Squared Plus Two Can't Be Divided By You

The prime $p$ that we seek is the one for which $-2$ is not a quadratic residue modulo $p$ .

Now since $15^{2} = 225 \equiv -2 \pmod{227}$ we know that $227$ is not the correct option. For the other three primes, we will make use of Euler's criterion with $a = -2$ .

For $p = 113$ we are looking to evaluate

$(-2)^{\frac{113 - 1}{2}} \pmod{113} \equiv (-2)^{56} \pmod{113} \equiv 2^{56} \pmod{113}$ .

Now $2^{7} = 128 \equiv 15 \pmod{113} \Longrightarrow 2^{14} \equiv 225 \pmod{113} \equiv -1 \pmod{113}$

$\Longrightarrow 2^{56} = (2^{14})^{4} \equiv (-1)^{4} \equiv 1 \pmod{113}$ .

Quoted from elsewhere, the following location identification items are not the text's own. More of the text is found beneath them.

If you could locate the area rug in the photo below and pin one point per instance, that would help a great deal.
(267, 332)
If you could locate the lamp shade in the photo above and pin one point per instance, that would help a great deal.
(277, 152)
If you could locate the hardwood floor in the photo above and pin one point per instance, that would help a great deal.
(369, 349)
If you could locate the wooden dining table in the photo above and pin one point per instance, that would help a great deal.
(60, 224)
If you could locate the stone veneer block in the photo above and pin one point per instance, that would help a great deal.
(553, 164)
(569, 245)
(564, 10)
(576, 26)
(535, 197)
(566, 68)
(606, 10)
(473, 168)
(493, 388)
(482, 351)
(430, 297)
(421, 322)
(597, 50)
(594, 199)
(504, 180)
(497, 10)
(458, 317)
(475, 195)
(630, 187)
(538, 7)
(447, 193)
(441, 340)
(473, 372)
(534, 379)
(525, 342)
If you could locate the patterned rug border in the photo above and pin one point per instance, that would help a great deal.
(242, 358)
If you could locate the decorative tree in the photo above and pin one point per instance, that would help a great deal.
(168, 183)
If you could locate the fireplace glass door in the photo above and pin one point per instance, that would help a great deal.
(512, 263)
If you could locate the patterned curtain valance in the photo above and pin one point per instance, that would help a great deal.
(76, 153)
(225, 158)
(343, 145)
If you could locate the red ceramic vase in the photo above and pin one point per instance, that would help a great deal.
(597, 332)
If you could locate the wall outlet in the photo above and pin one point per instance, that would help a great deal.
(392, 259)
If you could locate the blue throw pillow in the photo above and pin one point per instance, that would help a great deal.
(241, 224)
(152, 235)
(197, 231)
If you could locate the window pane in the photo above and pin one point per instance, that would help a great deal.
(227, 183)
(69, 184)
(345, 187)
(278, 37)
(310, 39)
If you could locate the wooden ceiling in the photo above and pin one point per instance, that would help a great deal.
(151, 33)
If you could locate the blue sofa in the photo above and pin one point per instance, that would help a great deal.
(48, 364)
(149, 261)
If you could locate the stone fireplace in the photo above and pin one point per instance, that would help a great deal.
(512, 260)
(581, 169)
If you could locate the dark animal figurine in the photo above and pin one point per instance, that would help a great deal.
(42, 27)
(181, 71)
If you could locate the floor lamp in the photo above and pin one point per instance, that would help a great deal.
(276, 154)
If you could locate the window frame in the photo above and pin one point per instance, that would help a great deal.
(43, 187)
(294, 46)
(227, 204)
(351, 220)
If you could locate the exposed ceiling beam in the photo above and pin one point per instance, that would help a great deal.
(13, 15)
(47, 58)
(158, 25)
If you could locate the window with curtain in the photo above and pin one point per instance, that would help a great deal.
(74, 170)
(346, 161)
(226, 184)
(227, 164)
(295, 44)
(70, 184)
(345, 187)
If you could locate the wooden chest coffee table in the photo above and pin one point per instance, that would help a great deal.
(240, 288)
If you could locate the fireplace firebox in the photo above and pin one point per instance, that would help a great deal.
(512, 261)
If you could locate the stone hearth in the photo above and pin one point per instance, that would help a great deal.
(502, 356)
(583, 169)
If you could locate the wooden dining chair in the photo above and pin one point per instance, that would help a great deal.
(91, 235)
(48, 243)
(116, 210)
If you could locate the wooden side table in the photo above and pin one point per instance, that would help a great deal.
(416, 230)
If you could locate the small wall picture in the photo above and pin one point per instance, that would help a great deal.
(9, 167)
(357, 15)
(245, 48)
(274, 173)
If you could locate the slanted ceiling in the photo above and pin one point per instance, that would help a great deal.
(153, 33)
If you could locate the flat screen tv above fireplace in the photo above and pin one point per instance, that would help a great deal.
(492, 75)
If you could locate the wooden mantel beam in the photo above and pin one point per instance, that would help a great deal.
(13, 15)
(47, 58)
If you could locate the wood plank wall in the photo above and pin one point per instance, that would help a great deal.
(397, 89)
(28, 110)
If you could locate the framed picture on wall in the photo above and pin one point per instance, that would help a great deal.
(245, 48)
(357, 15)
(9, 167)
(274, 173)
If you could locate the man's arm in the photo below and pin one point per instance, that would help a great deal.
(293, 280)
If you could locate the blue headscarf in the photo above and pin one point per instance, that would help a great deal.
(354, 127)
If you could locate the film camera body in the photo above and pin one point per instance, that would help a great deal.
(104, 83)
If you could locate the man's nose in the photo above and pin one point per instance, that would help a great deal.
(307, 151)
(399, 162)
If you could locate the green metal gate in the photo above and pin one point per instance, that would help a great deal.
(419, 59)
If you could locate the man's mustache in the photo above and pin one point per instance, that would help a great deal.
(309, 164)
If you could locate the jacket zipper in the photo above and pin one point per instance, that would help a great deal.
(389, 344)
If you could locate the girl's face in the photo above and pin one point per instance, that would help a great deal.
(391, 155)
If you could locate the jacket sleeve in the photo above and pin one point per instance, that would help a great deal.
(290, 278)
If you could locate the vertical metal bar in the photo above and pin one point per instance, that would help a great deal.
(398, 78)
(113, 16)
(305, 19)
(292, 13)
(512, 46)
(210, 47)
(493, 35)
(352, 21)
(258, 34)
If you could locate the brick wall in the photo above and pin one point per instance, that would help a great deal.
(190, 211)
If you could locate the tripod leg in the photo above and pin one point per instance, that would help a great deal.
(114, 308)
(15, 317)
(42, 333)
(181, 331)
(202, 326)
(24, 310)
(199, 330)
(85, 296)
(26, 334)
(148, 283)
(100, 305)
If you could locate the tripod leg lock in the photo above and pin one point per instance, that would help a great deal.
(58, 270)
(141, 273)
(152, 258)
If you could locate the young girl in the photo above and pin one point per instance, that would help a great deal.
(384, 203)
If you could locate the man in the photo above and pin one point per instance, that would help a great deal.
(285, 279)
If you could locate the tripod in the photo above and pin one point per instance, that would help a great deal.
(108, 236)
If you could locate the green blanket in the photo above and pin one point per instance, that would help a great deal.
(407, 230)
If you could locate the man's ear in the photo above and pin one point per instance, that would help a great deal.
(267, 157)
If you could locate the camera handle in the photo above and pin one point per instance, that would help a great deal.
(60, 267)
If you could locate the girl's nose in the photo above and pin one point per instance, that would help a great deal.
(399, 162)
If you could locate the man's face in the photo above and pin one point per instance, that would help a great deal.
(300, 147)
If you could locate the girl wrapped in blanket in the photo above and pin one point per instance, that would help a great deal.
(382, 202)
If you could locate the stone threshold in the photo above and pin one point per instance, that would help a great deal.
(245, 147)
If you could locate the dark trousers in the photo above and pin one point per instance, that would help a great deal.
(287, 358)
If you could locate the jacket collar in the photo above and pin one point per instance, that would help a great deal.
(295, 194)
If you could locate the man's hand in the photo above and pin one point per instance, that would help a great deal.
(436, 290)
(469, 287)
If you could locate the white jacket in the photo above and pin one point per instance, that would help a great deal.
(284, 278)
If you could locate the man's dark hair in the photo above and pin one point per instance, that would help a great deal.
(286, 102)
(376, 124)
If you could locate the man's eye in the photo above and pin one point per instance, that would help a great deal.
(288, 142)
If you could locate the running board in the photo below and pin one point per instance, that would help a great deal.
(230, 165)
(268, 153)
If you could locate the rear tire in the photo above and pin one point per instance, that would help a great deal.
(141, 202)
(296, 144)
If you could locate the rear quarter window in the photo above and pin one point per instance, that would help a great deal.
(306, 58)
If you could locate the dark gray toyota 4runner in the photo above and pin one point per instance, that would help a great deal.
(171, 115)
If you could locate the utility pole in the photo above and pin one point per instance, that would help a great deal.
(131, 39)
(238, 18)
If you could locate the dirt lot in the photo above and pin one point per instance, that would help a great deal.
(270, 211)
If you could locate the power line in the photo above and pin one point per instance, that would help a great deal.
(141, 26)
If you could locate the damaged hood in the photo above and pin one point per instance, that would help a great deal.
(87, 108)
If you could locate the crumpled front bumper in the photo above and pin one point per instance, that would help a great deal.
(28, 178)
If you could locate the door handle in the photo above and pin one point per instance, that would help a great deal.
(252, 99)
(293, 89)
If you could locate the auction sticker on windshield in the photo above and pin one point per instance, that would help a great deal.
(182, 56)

Thus by Euler's criterion $-2$ is a quadratic residue modulo $113$ , and so this prime is not the correct option.

For $p = 131$ we are looking to evaluate $(-2)^{\frac{131 - 1}{2}} \pmod{131} \equiv (-2)^{65} \pmod{131}$ .

Now $(-2)^{8} = 256 \equiv -6 \pmod{131} \Longrightarrow (-2)^{16} \equiv 36 \pmod{131}$

$\Longrightarrow (-2)^{32} \equiv 1296 \equiv -14 \pmod{131} \Longrightarrow (-2)^{64} \equiv 196 \equiv 65 \pmod{131}$

$\Longrightarrow (-2)^{65} \equiv -2*65 \pmod{131} \equiv 1 \pmod{131}$ .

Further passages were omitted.